A incapacidade de guardar por muito tempo as ofensas sofridas é um sinal, segundo o


filósofo alemão, das naturezas plenas, potentes, e transbordantes de vida e de saúde. Tal
seria o único sentido possível de amor ao inimigo. O adversário honra o nobre guerreiro
com sua grandeza e seu poder. O aristocrata vê o mal como um matiz, uma cor
complementar no cenário onde ele impera. O inimigo do ressentido, ao contrário, é
concebido um homem mau, como um opressor vil e injusto. Mau, para o ressentido, é o
homem nobre, poderoso, saudável e dominante.
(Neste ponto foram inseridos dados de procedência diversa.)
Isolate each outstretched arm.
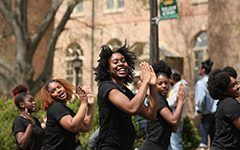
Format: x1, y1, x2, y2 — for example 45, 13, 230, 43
80, 87, 94, 132
59, 85, 88, 132
15, 108, 34, 149
139, 66, 157, 120
160, 83, 186, 132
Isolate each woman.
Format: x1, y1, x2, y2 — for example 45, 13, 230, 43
41, 79, 94, 150
11, 84, 44, 150
142, 61, 186, 150
208, 69, 240, 150
95, 44, 157, 150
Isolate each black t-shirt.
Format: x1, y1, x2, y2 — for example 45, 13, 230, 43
97, 81, 135, 150
211, 97, 240, 150
146, 94, 172, 149
44, 101, 76, 150
12, 116, 44, 150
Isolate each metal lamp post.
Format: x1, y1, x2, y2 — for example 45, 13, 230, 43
72, 55, 82, 93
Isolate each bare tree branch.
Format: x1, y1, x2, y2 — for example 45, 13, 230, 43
0, 57, 14, 72
30, 0, 63, 56
31, 1, 78, 94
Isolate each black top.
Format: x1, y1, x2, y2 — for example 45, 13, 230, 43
44, 101, 76, 150
12, 116, 44, 150
146, 94, 172, 149
211, 97, 240, 150
98, 80, 135, 150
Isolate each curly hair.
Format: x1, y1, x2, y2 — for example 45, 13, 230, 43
223, 66, 237, 79
41, 78, 75, 111
11, 84, 29, 110
207, 69, 231, 100
93, 42, 137, 85
201, 59, 213, 74
152, 60, 172, 78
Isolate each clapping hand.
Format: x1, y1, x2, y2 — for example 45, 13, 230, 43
23, 108, 34, 124
83, 86, 94, 105
140, 62, 151, 83
76, 85, 87, 103
177, 83, 186, 104
149, 65, 157, 85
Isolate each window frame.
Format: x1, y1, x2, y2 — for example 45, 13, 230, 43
103, 0, 126, 14
64, 42, 84, 87
191, 31, 208, 83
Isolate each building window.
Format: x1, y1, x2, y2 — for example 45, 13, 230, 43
190, 0, 208, 5
192, 31, 208, 83
67, 0, 84, 17
65, 43, 83, 86
104, 0, 125, 13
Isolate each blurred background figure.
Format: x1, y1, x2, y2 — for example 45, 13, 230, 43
208, 68, 240, 150
195, 59, 217, 150
167, 70, 188, 150
11, 84, 44, 150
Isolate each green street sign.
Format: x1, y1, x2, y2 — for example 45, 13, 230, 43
159, 0, 179, 20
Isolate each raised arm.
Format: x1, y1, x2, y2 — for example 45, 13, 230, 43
233, 117, 240, 131
15, 108, 34, 149
160, 83, 186, 132
107, 62, 151, 115
139, 66, 157, 120
59, 85, 88, 132
80, 87, 94, 132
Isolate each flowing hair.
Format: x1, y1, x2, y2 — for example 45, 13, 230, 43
93, 41, 137, 85
41, 78, 75, 111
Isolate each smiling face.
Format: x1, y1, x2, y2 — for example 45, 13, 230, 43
225, 77, 240, 98
109, 53, 128, 79
48, 82, 67, 103
157, 74, 169, 98
20, 94, 37, 113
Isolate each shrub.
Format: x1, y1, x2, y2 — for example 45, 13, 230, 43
182, 115, 200, 150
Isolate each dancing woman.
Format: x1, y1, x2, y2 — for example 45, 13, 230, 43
95, 44, 157, 150
41, 79, 94, 150
11, 84, 44, 150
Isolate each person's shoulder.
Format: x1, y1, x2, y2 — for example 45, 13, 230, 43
99, 80, 118, 90
48, 101, 64, 111
13, 116, 25, 122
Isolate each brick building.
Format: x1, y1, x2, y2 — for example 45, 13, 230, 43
53, 0, 208, 115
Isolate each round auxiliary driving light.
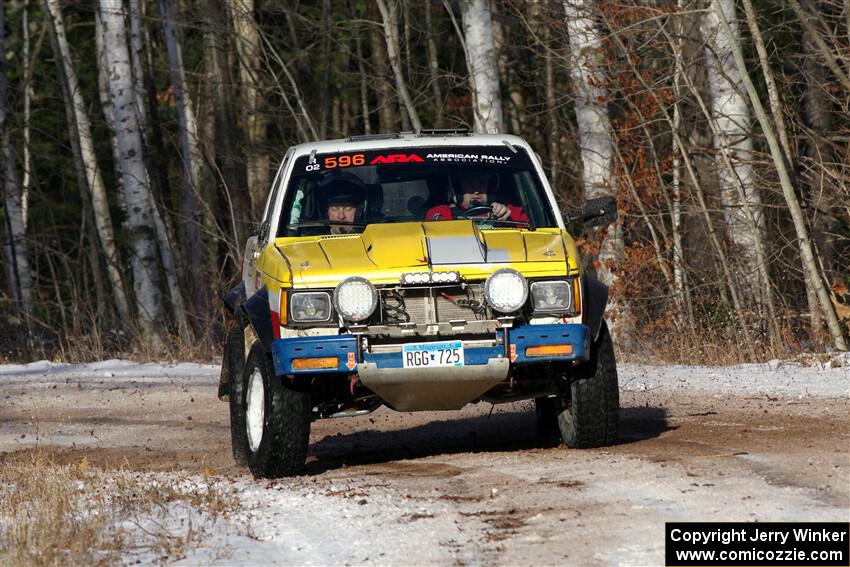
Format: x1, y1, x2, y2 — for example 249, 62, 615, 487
334, 276, 378, 322
484, 268, 528, 313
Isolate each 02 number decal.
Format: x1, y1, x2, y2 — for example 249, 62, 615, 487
324, 154, 366, 169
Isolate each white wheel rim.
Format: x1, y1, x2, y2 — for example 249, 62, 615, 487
245, 368, 266, 453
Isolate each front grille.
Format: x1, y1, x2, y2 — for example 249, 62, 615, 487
379, 283, 487, 325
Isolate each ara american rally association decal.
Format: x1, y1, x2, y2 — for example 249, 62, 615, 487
306, 150, 514, 171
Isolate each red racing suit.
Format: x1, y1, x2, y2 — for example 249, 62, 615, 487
425, 205, 528, 222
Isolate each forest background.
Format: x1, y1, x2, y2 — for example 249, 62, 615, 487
0, 0, 850, 363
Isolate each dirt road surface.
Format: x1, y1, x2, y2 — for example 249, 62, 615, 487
0, 361, 850, 565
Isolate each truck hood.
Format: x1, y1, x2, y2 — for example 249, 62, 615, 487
275, 220, 567, 287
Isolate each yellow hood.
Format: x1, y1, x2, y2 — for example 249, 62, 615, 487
275, 220, 578, 287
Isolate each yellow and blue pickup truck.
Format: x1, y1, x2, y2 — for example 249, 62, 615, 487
219, 130, 619, 477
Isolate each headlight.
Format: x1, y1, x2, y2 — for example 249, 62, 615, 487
289, 291, 331, 323
531, 280, 573, 312
334, 276, 378, 322
484, 268, 528, 313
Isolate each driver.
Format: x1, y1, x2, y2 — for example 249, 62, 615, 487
322, 179, 365, 234
425, 175, 528, 222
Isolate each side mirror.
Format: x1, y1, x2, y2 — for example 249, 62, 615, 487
577, 195, 617, 227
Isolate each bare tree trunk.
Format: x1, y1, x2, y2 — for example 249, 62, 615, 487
159, 0, 209, 315
712, 0, 847, 350
97, 0, 163, 352
543, 23, 561, 187
201, 0, 251, 258
702, 0, 771, 316
126, 0, 148, 136
648, 17, 756, 357
743, 0, 823, 342
670, 7, 694, 328
425, 3, 443, 128
352, 13, 372, 134
227, 0, 269, 217
493, 11, 524, 136
460, 0, 504, 133
368, 2, 398, 132
564, 0, 623, 316
44, 0, 131, 320
376, 0, 422, 132
0, 0, 32, 320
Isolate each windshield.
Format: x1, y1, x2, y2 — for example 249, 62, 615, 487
278, 146, 557, 236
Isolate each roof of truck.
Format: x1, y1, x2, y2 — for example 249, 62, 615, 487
292, 129, 532, 157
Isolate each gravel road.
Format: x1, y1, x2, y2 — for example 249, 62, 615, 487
0, 361, 850, 565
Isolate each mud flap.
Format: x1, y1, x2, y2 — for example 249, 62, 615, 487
582, 275, 608, 341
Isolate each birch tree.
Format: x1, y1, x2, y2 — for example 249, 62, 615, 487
460, 0, 504, 133
44, 0, 131, 320
0, 0, 32, 316
159, 0, 207, 316
376, 0, 422, 132
712, 0, 847, 350
97, 0, 163, 352
227, 0, 269, 216
564, 0, 623, 298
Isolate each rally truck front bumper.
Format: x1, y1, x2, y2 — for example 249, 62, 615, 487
272, 324, 590, 411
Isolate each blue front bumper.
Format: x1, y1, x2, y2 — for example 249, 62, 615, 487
272, 324, 590, 375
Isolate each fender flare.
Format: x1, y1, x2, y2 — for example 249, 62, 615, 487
581, 274, 608, 342
241, 286, 274, 352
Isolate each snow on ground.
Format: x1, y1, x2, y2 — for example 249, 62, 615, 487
0, 353, 850, 397
617, 353, 850, 398
0, 353, 850, 565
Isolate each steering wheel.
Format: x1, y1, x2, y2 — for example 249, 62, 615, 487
456, 205, 495, 219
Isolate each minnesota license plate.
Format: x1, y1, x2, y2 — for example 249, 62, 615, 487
401, 341, 463, 368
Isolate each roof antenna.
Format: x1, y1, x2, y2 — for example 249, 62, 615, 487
502, 140, 518, 153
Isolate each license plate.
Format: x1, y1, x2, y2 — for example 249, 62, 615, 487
401, 341, 463, 368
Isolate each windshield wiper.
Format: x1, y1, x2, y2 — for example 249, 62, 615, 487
286, 220, 366, 228
469, 217, 537, 232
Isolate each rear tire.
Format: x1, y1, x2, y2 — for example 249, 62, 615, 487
225, 327, 248, 465
242, 343, 311, 478
558, 321, 620, 449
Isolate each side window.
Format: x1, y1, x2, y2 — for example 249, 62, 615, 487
259, 150, 293, 244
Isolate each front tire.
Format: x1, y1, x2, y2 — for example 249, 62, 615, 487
558, 321, 620, 449
242, 343, 311, 478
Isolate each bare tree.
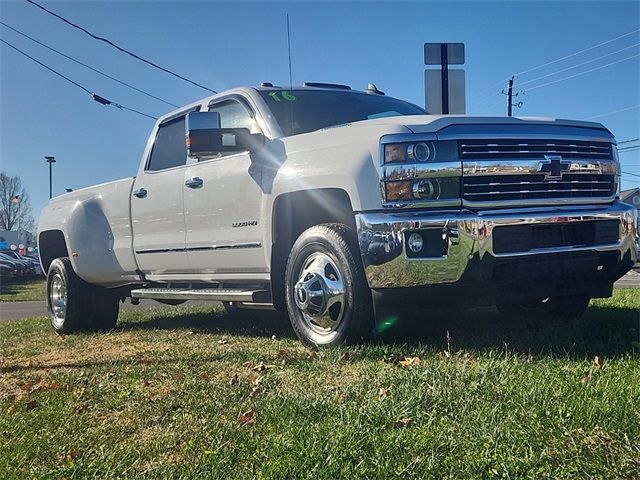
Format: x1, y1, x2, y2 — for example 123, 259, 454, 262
0, 172, 35, 233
O mesmo aristocrata tão cordato com seus pares torna-se um predador, uma besta loura
(blonde Bestie), tão logo se volte contra o estrangeiro. Não guarda nenhum remorso
:
moral mesmo depois de uma horrível sequência de matanças, violência e torturas,
manifestando indiferença e desprezo pela segurança, pela vida e pelo conforto. Tem
profundo prazer na destruição, na sensualidade da vitória e na crueldade. A "virtude"
propugnada pelo fraco é justamente a domesticação do nobre.

Essa é uma das passagens mais controversas do filósofo alemão, pois parece exaltar a
crueldade e a indiferença moral do predador, personificado na figura do aristocrata. A
besta loura pode ser referência ao leão, mas obviamente alguns viram aí a prefiguração
das forças sinistras que iriam se abater sobre a Europa nas décadas vindouras. A
afirmação de uma ação insidiosa do doente no seio de uma casta sã e guerreira, que
enfraquece a sua saúde a ponto de nela inocular o veneno da fraqueza e da
domesticação, será um discurso encontradiço nos anos sombrios da primeira metade do
século XX.

O ressentido, segue o filólogo, torna a virtude "voluntária", um objetivo a ser almejado por
uma alma ou substrato indiferente que tem diante de si uma pletora de valores e de
ações possíveis, e escolhe voluntariamente os mais altos valores e as ações mais
meritórias. A crítica de Nietzsche vai ao cerne do que ele considera a grande falsificação
empregada pelos fracos: travestir a incapacidade de fazer o contrário do que se faz em
uma "virtude" voluntária.

"O sujeito (ou, para adotar um idioma mais popular, a alma) tem sido o melhor artigo de
fé na Terra até hoje, pois permite à maioria dos mortais, os fracos e os oprimidos de toda
sorte, praticar esse sublime autoengano - a interpretação da fraqueza ela mesma como
liberdade, o modo como são, como mérito." (itálicos no original) ²

Não somente a fraqueza e os valores que o ressentido engendra não são valores altos,
como também é impossível ao fraco agir de qualquer outro modo a não ser como um
fraco. Todo o discurso sobre esforço e ascese na direção do "bem" seria, segundo
Nietzsche, uma mentira criada para disfarçar a incapacidade de agir como age o forte. O
nobre também não é uma alma que está indiferente diante de opções de valores e de
ações, ele age segundo sua natureza de forte e de aristocrata.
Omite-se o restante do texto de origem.